A large body of research from the Bank of International Settlements, among others, shows the deleterious effects such firms can have on a country’s growth, by locking out resources, reducing prices and pushing up wages for more viable and dynamic businesses.
Worse than the rise of zombies is the fact that one in twenty UK firms now has so much debt on their balance sheet that their assets no longer cover their liabilities, rendering them technically insolvent. These firms collectively employ 1.8m people.
So far, the government has been unwilling to contemplate stepping in to help these companies restructure or manage their debts, despite growing calls for the city. That is understandable, for now: as long as taxpayer-funded loan schemes are open, it makes little sense to invite fraud or deadweight by talking up different kinds of forgiveness.

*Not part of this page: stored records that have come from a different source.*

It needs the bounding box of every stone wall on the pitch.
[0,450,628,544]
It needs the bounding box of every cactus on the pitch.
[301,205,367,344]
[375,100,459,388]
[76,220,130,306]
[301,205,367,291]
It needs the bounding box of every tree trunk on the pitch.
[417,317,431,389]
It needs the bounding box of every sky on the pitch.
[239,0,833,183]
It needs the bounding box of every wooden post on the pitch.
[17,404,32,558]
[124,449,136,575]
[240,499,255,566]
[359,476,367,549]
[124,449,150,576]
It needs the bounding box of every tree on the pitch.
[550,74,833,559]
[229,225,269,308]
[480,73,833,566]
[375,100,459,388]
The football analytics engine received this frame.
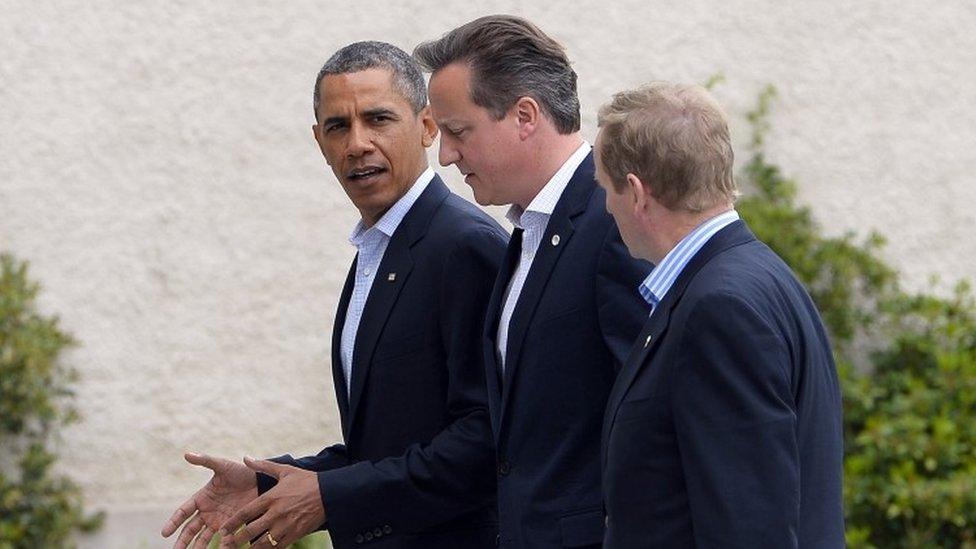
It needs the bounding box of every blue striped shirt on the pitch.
[637,210,739,314]
[339,168,434,393]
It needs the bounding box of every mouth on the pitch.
[346,166,386,183]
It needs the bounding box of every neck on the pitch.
[648,204,732,264]
[359,162,427,228]
[516,132,583,210]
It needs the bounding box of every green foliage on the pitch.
[0,255,101,549]
[737,87,976,548]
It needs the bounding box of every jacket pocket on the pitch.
[373,332,424,362]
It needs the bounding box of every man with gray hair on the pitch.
[163,42,507,549]
[414,15,650,549]
[595,83,844,549]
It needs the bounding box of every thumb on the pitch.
[183,452,219,471]
[244,456,285,478]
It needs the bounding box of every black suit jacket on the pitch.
[603,221,844,549]
[484,154,651,548]
[261,177,508,549]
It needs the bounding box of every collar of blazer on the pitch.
[332,175,451,440]
[486,152,596,424]
[602,220,756,465]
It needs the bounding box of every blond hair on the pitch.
[597,82,738,212]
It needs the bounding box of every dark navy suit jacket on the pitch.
[603,221,844,549]
[484,154,651,549]
[259,177,508,549]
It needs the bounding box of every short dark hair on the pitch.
[312,41,427,120]
[413,15,580,134]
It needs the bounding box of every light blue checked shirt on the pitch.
[637,210,739,314]
[495,141,590,371]
[339,168,434,394]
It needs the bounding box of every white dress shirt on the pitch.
[339,168,434,395]
[495,141,590,371]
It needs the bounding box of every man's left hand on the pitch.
[220,457,325,549]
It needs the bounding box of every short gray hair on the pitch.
[312,41,427,120]
[413,15,580,134]
[596,82,739,212]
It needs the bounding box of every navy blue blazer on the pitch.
[260,177,508,549]
[603,221,844,549]
[484,154,651,549]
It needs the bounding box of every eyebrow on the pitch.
[363,107,399,118]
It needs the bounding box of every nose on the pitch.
[346,123,374,157]
[437,132,461,168]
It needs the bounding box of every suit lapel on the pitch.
[483,229,522,437]
[332,254,359,436]
[601,221,756,465]
[348,175,450,431]
[501,153,596,422]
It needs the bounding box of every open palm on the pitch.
[162,453,258,549]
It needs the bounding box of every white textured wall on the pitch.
[0,0,976,547]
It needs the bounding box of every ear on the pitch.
[624,173,649,213]
[417,105,437,149]
[512,97,542,141]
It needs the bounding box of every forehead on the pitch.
[319,68,411,113]
[430,62,488,122]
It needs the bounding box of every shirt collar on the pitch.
[638,210,739,307]
[505,141,590,229]
[349,167,434,247]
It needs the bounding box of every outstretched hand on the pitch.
[220,457,325,549]
[162,452,258,549]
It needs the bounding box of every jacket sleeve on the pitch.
[318,228,506,540]
[257,444,349,494]
[670,294,800,548]
[596,221,653,371]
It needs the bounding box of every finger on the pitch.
[244,456,288,478]
[232,513,280,544]
[160,494,197,538]
[220,496,271,537]
[173,515,204,549]
[193,524,215,549]
[251,527,286,549]
[183,452,222,471]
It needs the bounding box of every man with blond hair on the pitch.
[595,83,844,549]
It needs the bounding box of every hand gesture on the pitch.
[162,452,258,549]
[220,458,325,549]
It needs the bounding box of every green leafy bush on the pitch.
[0,255,101,549]
[736,87,976,549]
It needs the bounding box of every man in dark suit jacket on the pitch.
[596,84,844,549]
[414,16,650,548]
[161,42,507,549]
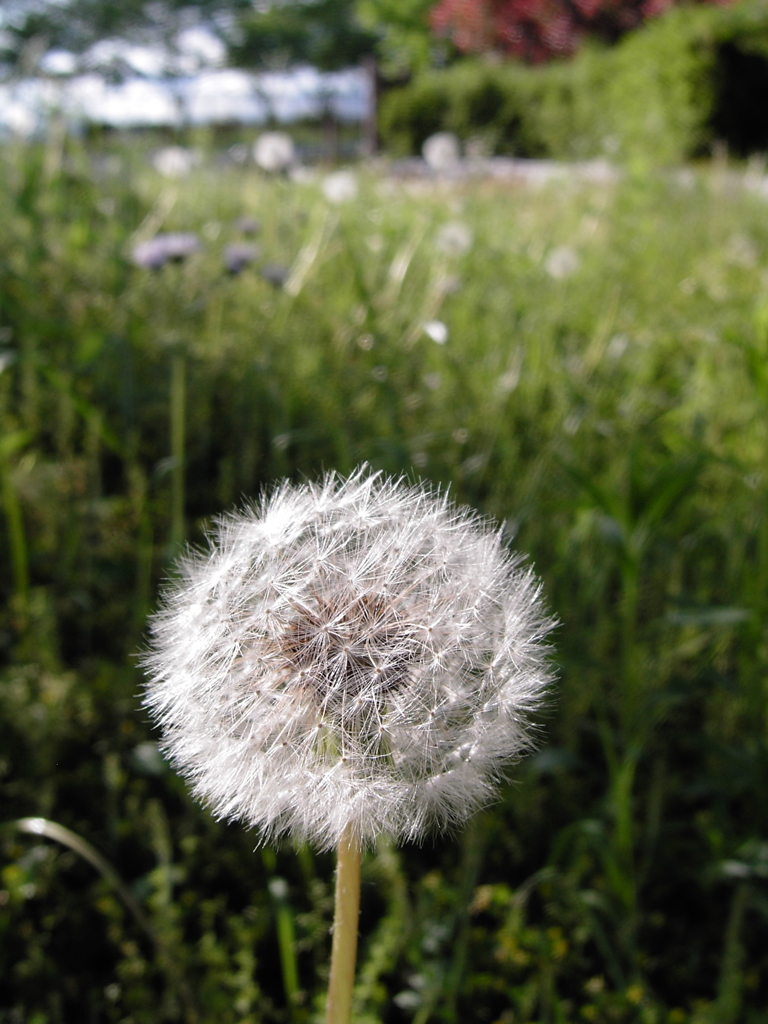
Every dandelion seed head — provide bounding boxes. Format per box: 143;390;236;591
253;131;296;174
144;467;552;848
421;131;461;173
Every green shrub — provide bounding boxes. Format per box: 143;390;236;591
380;0;768;164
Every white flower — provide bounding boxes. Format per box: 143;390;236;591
434;220;474;256
144;467;552;848
422;321;447;345
421;131;461;173
544;246;582;281
253;131;296;174
152;145;200;178
322;171;358;206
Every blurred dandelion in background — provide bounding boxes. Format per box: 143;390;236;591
423;321;447;345
421;131;461;174
131;231;200;270
152;145;200;178
544;246;582;281
434;220;474;256
253;131;296;174
321;171;359;206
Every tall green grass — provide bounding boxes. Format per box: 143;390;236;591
0;136;768;1024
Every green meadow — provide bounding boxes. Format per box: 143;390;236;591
0;136;768;1024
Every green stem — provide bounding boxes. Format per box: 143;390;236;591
326;827;360;1024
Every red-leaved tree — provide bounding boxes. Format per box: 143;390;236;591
430;0;730;61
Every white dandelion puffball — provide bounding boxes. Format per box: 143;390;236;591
421;131;461;174
321;171;359;206
143;467;553;849
152;145;200;178
544;246;582;281
253;131;296;174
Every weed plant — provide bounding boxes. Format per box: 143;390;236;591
0;139;768;1024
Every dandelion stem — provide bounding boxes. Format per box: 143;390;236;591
326;827;360;1024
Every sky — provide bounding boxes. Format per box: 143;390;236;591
0;26;370;135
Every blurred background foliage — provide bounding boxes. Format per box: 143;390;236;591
0;3;768;1024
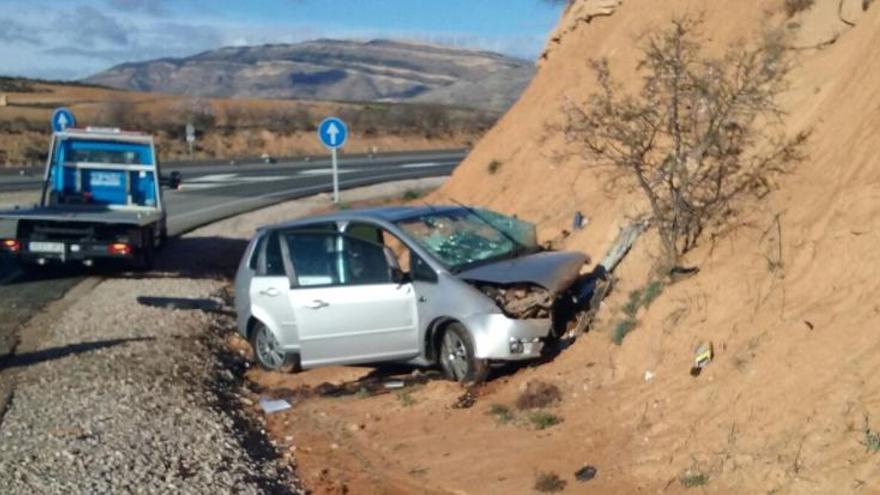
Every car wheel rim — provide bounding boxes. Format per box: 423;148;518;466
257;328;284;368
443;332;468;380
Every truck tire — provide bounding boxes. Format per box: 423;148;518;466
134;231;156;272
438;323;489;384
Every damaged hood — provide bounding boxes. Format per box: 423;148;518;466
458;251;589;294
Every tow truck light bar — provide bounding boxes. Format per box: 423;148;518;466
2;239;21;253
107;242;131;256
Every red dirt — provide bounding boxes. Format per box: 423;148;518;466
242;0;880;494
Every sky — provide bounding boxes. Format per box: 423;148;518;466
0;0;561;79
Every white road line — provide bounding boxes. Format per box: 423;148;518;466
169;173;440;221
299;168;358;175
180;174;293;191
0;268;22;285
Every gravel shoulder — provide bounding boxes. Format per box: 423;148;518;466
0;179;439;493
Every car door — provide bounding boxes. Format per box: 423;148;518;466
248;232;299;352
282;231;419;367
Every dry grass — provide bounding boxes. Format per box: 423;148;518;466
516;381;562;410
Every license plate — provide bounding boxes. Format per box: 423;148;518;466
28;242;64;254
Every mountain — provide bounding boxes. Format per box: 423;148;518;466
430;0;880;494
86;39;535;111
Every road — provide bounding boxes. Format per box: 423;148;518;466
0;151;465;358
0;150;465;193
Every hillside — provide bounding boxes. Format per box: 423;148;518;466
418;0;880;493
0;78;495;167
86;40;534;111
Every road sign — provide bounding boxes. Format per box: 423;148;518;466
52;107;76;132
318;117;348;204
318;117;348;150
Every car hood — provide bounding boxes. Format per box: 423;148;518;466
458;251;588;294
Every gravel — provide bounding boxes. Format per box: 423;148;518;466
0;279;297;493
0;181;444;494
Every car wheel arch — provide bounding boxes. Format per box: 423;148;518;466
425;316;467;364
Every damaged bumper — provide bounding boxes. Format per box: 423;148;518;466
463;313;552;361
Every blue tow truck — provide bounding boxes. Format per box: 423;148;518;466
0;128;180;269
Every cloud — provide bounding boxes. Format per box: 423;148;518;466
56;5;133;47
0;17;43;46
107;0;169;16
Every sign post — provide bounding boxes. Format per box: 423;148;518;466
318;117;348;204
52;107;76;132
186;124;196;156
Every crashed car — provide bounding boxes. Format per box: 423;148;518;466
235;206;587;382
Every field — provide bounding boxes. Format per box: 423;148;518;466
0;78;495;166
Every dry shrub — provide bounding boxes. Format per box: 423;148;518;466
516;381;562;410
785;0;816;17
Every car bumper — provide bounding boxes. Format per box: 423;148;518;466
462;313;552;361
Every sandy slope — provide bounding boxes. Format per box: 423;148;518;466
412;0;880;493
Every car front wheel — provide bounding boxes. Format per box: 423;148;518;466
251;323;299;372
440;323;489;383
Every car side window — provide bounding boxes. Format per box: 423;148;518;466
248;235;268;271
263;232;285;277
410;251;439;282
286;232;392;287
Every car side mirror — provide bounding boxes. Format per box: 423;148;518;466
382;246;407;284
161;171;183;189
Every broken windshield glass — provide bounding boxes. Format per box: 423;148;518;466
398;208;538;271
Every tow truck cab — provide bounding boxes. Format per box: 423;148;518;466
0;128;180;266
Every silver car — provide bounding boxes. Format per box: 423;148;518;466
235;206;587;382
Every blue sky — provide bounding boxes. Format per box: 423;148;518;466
0;0;560;79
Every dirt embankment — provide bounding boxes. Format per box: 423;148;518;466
225;0;880;494
400;0;880;493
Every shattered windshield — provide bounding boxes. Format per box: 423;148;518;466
397;208;538;271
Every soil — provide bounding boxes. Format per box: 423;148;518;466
232;0;880;494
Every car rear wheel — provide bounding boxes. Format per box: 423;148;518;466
251;323;299;372
440;323;489;383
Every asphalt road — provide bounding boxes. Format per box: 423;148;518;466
0;150;466;193
0;151;465;359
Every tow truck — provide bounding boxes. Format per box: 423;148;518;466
0;128;181;269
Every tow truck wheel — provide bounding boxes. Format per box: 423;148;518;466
439;323;489;383
135;232;156;272
251;322;300;373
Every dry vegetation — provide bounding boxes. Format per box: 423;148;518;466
0;78;497;166
565;17;808;269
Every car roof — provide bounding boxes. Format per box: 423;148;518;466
258;205;463;231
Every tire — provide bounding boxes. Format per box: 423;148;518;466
438;323;489;383
134;232;156;272
250;322;300;373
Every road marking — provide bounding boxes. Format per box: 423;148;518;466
169;172;446;223
179;174;292;191
299;168;359;175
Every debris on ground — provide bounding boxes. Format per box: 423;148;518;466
452;388;477;409
600;222;648;272
574;464;599;483
260;397;292;414
516;381;562;411
691;342;715;376
534;472;568;493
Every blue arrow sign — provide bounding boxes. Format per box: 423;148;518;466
318;117;348;150
52;107;76;132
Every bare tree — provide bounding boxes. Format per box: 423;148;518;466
565;17;808;267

But soon the Treasury is going to have to grapple with rising levels of corporate debt. When it does, it should consider turning debts into a long-term tax liability, an idea put forward in various forms by Onward, the Institute of Directors, the Federation of Small Businesses and TheCityUK.
The virtue of such a scheme is its simplicity. Just as with student loans, firms would only stay paying back their government-issued loans when they returned to profitability, allowing them to prioritise growth and jobs over balance sheet deleveraging.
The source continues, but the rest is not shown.